Janine Ashbless said...

I have read very little genre romance, mostly because I found the heroes to be Class A dicks. This makes writing it both comercially difficult - in that I don't know which buttons to push for Ms Average Romance Reader - and rewarding. Because I'm doing my own thing and writing stuff that really moves ME. I find frustration sexy, whether it's love or lust or (preferably) both.

Madeline Moore said...

I'd rather read your torture and torment erotica than plain old romance any day, Janine.

I have tried to read romance to see if I could write the stuff, but the last time I tried I got depressed after two chapters.

Yep. Depressed. Because at the end of chapter two the hero and the heroine kissed. She thought it meant blah blah a, and he thought it mean yackity yack b.

I counted the pages. Over three hundred pages to slog through before they find out that the kiss meant the same thing to both of them - I love you.

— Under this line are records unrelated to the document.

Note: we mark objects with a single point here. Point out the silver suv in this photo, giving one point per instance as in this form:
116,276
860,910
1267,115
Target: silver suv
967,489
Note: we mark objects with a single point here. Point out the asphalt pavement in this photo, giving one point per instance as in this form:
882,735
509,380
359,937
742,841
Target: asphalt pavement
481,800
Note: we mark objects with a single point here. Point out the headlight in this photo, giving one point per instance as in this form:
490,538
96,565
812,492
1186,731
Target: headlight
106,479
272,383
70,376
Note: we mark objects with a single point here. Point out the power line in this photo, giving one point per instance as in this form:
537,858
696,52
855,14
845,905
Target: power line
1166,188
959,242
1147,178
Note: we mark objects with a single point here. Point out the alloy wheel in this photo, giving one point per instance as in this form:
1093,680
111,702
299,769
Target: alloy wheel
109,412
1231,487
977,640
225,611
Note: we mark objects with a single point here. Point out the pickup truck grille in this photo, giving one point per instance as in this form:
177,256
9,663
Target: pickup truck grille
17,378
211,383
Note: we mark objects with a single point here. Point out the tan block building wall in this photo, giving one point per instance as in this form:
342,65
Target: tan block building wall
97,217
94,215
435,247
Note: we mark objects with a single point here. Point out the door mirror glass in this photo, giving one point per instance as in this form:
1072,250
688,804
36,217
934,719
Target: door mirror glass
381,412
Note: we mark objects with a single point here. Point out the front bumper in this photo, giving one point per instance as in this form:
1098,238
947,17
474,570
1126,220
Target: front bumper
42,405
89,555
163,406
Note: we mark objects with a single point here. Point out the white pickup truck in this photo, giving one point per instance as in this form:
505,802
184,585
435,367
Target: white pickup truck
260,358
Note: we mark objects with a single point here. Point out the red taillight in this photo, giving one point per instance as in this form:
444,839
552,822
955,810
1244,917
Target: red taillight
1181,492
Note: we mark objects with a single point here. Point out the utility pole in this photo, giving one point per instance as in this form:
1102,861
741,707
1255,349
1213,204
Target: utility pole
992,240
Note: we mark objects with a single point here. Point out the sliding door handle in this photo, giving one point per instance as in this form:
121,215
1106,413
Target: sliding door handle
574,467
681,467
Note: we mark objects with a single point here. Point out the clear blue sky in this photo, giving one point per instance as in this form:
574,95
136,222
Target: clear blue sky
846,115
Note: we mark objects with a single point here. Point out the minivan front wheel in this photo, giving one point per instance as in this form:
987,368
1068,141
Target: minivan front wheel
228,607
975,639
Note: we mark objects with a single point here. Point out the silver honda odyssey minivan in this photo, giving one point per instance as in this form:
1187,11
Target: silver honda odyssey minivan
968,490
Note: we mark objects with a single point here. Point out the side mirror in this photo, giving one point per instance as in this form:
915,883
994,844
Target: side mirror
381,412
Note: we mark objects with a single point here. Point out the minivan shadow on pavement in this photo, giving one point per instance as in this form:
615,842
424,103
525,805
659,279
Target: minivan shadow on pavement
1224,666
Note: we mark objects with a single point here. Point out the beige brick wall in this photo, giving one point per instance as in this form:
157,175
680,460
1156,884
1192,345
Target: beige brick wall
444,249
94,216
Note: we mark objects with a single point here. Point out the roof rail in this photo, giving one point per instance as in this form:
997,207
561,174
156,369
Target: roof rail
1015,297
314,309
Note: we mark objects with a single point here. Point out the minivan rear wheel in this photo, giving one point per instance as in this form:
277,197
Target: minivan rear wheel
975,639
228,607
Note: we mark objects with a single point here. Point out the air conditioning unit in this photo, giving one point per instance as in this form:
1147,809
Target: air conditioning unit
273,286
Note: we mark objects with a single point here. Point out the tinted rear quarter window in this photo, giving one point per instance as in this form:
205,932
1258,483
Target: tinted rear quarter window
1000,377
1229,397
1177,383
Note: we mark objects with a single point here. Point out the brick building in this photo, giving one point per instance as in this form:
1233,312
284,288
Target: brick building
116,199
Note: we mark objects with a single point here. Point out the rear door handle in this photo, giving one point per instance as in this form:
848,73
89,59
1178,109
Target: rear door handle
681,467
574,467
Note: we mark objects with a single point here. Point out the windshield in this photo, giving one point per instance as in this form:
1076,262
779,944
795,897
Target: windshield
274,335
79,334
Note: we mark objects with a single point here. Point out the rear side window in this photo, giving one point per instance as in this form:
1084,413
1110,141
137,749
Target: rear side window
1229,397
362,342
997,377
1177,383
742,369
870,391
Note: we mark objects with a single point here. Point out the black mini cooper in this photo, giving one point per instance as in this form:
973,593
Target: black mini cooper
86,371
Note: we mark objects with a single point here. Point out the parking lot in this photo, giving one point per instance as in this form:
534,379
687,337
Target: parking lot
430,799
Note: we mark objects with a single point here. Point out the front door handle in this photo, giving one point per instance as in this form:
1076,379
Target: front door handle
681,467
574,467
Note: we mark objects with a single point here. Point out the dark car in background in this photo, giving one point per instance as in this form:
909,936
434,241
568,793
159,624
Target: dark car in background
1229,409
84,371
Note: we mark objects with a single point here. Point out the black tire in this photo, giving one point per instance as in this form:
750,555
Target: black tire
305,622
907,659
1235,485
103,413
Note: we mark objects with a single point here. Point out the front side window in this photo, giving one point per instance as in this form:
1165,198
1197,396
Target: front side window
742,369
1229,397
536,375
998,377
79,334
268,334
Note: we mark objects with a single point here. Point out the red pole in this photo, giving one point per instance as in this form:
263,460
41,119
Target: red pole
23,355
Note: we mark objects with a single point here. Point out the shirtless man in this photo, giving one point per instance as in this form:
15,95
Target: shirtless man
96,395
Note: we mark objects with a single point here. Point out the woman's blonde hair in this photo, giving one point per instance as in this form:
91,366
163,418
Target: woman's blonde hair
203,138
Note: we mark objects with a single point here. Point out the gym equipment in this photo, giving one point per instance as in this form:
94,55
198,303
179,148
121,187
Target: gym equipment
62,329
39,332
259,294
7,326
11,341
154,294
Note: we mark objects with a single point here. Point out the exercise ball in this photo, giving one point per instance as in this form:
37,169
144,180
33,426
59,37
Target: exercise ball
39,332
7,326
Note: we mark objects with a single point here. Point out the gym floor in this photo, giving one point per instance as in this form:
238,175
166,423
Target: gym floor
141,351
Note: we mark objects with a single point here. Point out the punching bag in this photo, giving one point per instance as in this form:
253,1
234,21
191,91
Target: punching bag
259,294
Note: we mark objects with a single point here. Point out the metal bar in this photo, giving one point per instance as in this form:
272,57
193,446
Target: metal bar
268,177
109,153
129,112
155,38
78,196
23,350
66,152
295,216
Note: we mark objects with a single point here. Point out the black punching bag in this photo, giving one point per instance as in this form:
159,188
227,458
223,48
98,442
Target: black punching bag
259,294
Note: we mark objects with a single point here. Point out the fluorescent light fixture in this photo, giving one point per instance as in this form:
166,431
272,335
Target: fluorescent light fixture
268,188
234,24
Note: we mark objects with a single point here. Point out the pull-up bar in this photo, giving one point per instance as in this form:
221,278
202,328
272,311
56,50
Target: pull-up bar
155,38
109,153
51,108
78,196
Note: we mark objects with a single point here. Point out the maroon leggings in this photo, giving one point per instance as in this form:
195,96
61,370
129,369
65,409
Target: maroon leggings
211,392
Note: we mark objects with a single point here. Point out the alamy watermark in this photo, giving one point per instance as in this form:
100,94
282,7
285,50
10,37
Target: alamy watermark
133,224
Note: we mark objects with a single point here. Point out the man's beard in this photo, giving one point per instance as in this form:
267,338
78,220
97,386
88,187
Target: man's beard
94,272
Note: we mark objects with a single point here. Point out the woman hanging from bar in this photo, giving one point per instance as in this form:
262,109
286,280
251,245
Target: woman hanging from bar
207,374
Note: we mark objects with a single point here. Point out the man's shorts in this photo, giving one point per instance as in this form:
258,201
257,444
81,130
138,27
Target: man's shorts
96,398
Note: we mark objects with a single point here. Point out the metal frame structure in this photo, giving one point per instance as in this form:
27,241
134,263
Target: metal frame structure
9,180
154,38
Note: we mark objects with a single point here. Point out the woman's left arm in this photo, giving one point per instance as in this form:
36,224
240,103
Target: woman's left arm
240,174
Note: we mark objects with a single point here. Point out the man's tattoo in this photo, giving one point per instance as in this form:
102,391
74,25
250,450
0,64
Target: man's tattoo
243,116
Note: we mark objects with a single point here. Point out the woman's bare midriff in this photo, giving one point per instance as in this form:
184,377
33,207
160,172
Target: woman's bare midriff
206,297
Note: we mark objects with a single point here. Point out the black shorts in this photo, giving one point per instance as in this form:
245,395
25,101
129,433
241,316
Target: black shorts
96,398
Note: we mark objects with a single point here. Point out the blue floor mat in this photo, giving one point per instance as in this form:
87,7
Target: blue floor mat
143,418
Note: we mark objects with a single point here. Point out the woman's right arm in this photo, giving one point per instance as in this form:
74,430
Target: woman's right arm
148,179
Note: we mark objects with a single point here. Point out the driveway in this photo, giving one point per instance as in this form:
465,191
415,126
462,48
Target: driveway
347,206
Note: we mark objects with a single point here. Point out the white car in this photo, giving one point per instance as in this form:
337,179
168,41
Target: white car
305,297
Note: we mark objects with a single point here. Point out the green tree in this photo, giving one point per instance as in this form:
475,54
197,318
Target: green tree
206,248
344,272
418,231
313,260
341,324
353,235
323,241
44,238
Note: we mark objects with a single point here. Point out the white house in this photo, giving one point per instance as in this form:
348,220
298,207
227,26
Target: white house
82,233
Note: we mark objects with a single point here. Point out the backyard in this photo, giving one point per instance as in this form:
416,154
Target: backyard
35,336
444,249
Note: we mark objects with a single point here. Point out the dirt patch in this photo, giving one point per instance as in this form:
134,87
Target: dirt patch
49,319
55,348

And I got depressed - momentarily - until I flung the book across the room and decided to read some sexy, filthy, decadent, painful erotica.

Phew.

Danielle said...

ahhh:-)

you know..i can relate very well to your definition of romance..even though i never realised why i like your stories so much..its because of your unusual def of whats romantic...i have dark enchantment as well as cruel enchantment and both belong to my fav books of this and last year...actually..you are pretty much the only author of paranormal romance i read..usually that genre makes me run down the hills...but ..i guess i said it before ..your work with words is magical..in more then one sense:-)

Janine Ashbless said...

Madeline - yes yes yes, that miscommunication stuff drives me crazy too. Like, why do romance characters have to be so DUMB?

And Danielle - Awwww! :-D
Thank you for saying such lovely things about my books! (Not to mention sparking a post!)